Het hof heeft vastgesteld dat de redelijke termijn voor de behandeling van de ontnemingsvordering was overschreden, maar heeft geoordeeld dat deze overschrijding voldoende was gecompenseerd. Uiteindelijk heeft het hof de verplichting tot betaling aan de Staat vastgesteld op € 6.312,12, ter ontneming van het wederrechtelijk verkregen voordeel.
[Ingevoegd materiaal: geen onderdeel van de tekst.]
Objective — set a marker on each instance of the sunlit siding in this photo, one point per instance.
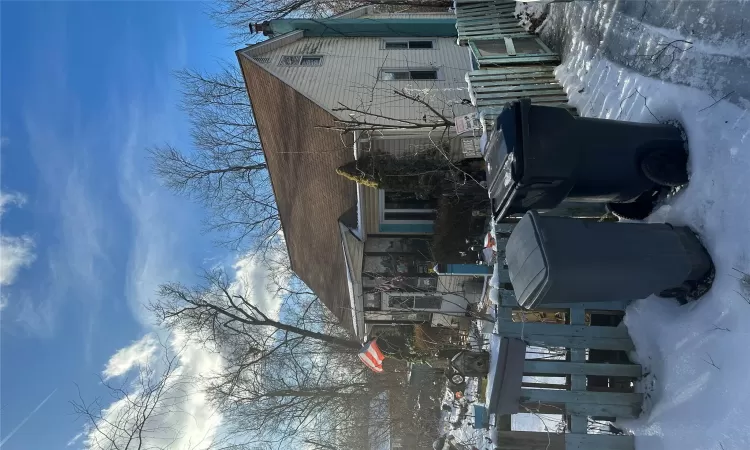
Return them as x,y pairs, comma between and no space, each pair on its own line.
423,15
349,76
De beslissing is gegrond op artikel 36e van het Wetboek van Strafrecht.

Uitspraak

afdeling strafrecht
parketnummer: 23-004205-19 (ontneming)
datum uitspraak: 13 april 2023
TEGENSPRAAK
Verkort arrest van de economische kamer van het gerechtshof Amsterdam gewezen op het hoger beroep, ingesteld tegen het vonnis van de economische kamer van de rechtbank Amsterdam van 31 oktober 2019 op de vordering van het openbaar ministerie ingevolge artikel 36e van het Wetboek van Strafrecht in de ontnemingszaak met nummer 13-994050-16 tegen de betrokkene
[betrokkene],
geboren te [geboorteplaats] ([geboorteland]) op [geboortedag] 1987,
adres: [adres].

Procesgang

Het openbaar ministerie heeft in eerste aanleg gevorderd dat aan de betrokkene de verplichting zal worden opgelegd tot betaling van een geldbedrag aan de Staat ter ontneming van wederrechtelijk verkregen voordeel, geschat tot een bedrag van € 9.681,00.
De betrokkene is bij vonnis van de economische kamer van de rechtbank Amsterdam van 31 oktober 2019 veroordeeld ter zake van, kort gezegd, het medeplegen van het organiseren van hondengevechten, het aanwezig zijn bij hondengevechten, dierenmishandeling, het fokken van honden op agressieve en vechtkenmerken, het bedrijfsmatig fokken en handelen in honden en de invoer en/of het voorhanden hebben van (dier)geneesmiddelen.
Voorts heeft de economische kamer van de rechtbank Amsterdam bij vonnis van 31 oktober 2019 de betrokkene de verplichting opgelegd tot betaling aan de Staat van een bedrag van € 9.681,00 ter ontneming van wederrechtelijk verkregen voordeel.
De betrokkene heeft hoger beroep ingesteld tegen beide vonnissen.
De betrokkene is bij arrest van het gerechtshof Amsterdam van 13 april 2023 veroordeeld ter zake van het medeplegen van het organiseren van hondengevechten, het aanwezig zijn bij hondengevechten, dierenmishandeling, het fokken van honden op agressieve en vechtkenmerken, het bedrijfsmatig fokken en handelen in honden en de invoer en/of het voorhanden hebben van (dier)geneesmiddelen.

Onderzoek van de zaak

Dit arrest is gewezen naar aanleiding van het onderzoek ter terechtzitting in hoger beroep van
8 en 30 maart 2023 en, overeenkomstig het bepaalde bij artikel 422, tweede lid, van het Wetboek van Strafvordering, naar aanleiding van het onderzoek ter terechtzitting in eerste aanleg.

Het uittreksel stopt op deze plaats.